It sounds like an acceptable setup Jim. The only thing better I could suggest is the 1556 triple (3800# SWL); but it is much more expensive. I think a breaking load of 43 kts is much better for safety as you will probably have reefed down or spilled the sheets before experiencing that much wind; and you will have 6:1 with ratchet which is certainly an upgrade over your current setup. Unfortunately I don't think you can add a fine trim setup to the 57mm Carbo Triple if you ever decided to upgrade (where you probably could with the 1556). But; there are other ways to get the added purchase if you ever decided there is need for it.


I agree that double attachment points on the boom would be good also; it reduces load on each attachment and really reduces the chance of a failure. If your boom does not have internal reefing lines you might consider going to a heavy bail if you don't want to switch to double blocks.


----------



## SEMIJim (Jun 9, 2007)

KeelHaulin said:


> It sounds like an acceptable setup Jim. The only thing better I could suggest is the 1556 triple (3800# SWL); but it is much more expensive.

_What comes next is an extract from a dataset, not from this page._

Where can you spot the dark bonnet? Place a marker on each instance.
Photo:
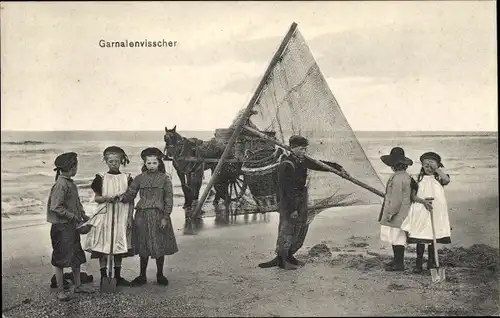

Yes. Using Harken's "Compu Spec," it comes up with the 1556 and 1954 if I specify mid-boom sheeting, the 2141 and 2604 if I specify 3/4 boom sheeting. Ours is actually more like 2/3. (Boom is 13' long, attachment point is about 4' from the end.)



KeelHaulin said:


> I agree that double attachment points on the boom would be good also; it reduces load on each attachment and really reduces the chance of a failure. If your boom does not have internal reefing lines you might consider going to a heavy bail if you don't want to switch to double blocks.


Going from memory: It's already got a bail that resembles the bail on those blocks. I'll have to double-check.

Edit: Wait--don't have to go from memory. One of the pictures I posted in my original post at the start of this thread shows the bail on the bottom of the boom quite clearly.

How the heck would one add a bail? I wouldn't mind going to separate single blocks on the boom and distributing the load. Boom's hollow, I know, but... how do you get the hardware to fasten anything in there all the way down there, much less tighten it down? Hire mice? 

Jim


----------



## KeelHaulin (Mar 7, 2006)

It looks like a standard 3/8" internal boom bail. Probably no worries about the bail itself failing; the concern would be about the bail pulling out due to metal fatigue of the aluminum boom. I have not installed one of these bails, it seems to me that you would cut/drill the holes to fit the part and then slide the bail down from the end of the boom. Run a fish wire down and wrap it around the bail before sending it down through the boom so you can pull the eye out when it is in position. The bail should have threaded fittings so you don't have to hold nuts on from behind. www.ballengerspars.com shows both 3/8" and 1/2" internal bails on their parts list. Give them a call and ask about suitable sizes and if it would be a good decision to add a second block/bail to your boom.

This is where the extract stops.